The Durbin-Watson statistic to detect autocorrelation in the error terms ranges from 0 to 4. Currently, I am working out why it cannot exceed 4 analytically. The lower boundary case is obvious considering the actual statistic which is
$$DW = \frac{\sum\limits_{t=2}^{T}(\hat{\epsilon}_t - \hat{\epsilon}_{t-1})^2}{\sum\limits_{t=1}^{T} \hat{\epsilon}_t^2};$$
but for the upper boundary case, i.e. DW < 4, I ran in one particular difficulty. After expansion of the numerator I get
$$\sum\limits_{t=2}^{T}(\hat{\epsilon}_t - \hat{\epsilon}_{t-1})^2 = \sum\limits_{t=2}^{T} \hat{\epsilon}_t^2 - 2\hat{\epsilon}_t\hat{\epsilon}_{t-1} + \hat{\epsilon}_{t-1}^2 = \sum\limits_{t=2}^{T} \hat{\epsilon}_t^2 -2 \sum\limits_{t=2}^{T} \hat{\epsilon}_t\hat{\epsilon}_{t-1} + \sum\limits_{t=2}^{T} \hat{\epsilon}_{t-1}^2.$$
Obviously the last and first term are both less or equal than $\sum\limits_{t=1}^{T}\epsilon_t^2$ since they miss a non-negative term.
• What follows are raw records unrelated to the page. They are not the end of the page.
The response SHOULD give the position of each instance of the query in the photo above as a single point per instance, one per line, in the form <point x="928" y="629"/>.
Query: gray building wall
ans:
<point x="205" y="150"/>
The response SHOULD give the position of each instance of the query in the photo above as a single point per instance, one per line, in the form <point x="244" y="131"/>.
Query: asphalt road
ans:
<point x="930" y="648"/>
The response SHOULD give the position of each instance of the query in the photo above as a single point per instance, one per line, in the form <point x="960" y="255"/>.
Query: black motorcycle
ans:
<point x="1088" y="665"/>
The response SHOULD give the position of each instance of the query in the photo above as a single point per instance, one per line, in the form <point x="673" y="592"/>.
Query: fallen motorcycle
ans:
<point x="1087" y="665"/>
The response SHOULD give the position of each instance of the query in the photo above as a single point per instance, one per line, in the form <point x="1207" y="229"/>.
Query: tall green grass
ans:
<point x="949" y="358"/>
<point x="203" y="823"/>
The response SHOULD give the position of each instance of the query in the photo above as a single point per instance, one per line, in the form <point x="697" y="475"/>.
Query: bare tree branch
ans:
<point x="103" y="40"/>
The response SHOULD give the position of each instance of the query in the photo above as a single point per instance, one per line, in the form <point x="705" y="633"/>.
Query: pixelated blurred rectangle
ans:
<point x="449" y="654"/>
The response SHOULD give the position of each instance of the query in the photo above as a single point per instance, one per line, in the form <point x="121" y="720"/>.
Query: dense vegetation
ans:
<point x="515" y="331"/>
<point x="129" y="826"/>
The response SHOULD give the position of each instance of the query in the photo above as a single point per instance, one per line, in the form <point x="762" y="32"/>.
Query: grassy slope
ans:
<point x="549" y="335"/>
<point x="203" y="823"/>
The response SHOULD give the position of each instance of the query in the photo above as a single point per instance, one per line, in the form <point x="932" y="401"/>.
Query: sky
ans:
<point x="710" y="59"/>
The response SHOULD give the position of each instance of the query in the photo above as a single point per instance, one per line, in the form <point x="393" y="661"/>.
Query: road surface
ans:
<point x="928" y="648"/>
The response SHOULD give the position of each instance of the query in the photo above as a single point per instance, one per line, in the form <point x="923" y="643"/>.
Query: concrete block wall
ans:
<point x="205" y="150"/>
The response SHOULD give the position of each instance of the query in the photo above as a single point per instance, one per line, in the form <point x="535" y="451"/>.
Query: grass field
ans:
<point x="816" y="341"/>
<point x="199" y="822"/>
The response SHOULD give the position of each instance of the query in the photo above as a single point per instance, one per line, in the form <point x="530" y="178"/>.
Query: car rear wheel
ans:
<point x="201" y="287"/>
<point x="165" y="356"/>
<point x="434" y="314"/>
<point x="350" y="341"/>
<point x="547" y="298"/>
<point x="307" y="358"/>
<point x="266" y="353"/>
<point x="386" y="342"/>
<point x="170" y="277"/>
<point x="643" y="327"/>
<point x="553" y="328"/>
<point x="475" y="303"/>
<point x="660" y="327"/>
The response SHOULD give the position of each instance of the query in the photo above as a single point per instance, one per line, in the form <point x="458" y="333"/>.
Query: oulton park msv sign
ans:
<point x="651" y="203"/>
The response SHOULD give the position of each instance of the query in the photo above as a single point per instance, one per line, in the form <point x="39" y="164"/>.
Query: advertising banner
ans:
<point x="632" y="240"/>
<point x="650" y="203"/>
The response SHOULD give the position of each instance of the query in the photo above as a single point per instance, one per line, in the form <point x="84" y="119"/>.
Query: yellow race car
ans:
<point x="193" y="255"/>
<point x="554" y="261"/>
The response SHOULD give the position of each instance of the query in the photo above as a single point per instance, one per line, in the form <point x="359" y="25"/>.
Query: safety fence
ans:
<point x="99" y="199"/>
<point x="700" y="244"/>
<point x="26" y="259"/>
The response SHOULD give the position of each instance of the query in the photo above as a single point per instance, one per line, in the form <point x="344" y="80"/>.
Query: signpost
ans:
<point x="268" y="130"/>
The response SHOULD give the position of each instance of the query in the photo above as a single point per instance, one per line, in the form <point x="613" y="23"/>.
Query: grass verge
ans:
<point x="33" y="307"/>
Hence,
$$\sum\limits_{t=2}^{T} \hat{\epsilon}_t^2 + \sum\limits_{t=2}^{T} \hat{\epsilon}_{t-1}^2 \leq 2\sum\limits_{t=1}^{T} \hat{\epsilon}_t^2.$$
What I can't seem to figure out analytically is why necessarily
$$-2\sum\limits_{t=2}^{T}\hat{\epsilon}_t\hat{\epsilon}_{t-1} \leq 2 \sum\limits_{t=1}^{T} \hat{\epsilon}_t^2$$
must hold, i.e. why
$$0 \leq \sum\limits_{t=1}^{T} \hat{\epsilon}_t^2 + \sum\limits_{t=2}^{T} \hat{\epsilon}_t\hat{\epsilon}_{t-1},$$
considering that the error terms might be negative? Surely, there is some kind of estimation that yields the result but what is it?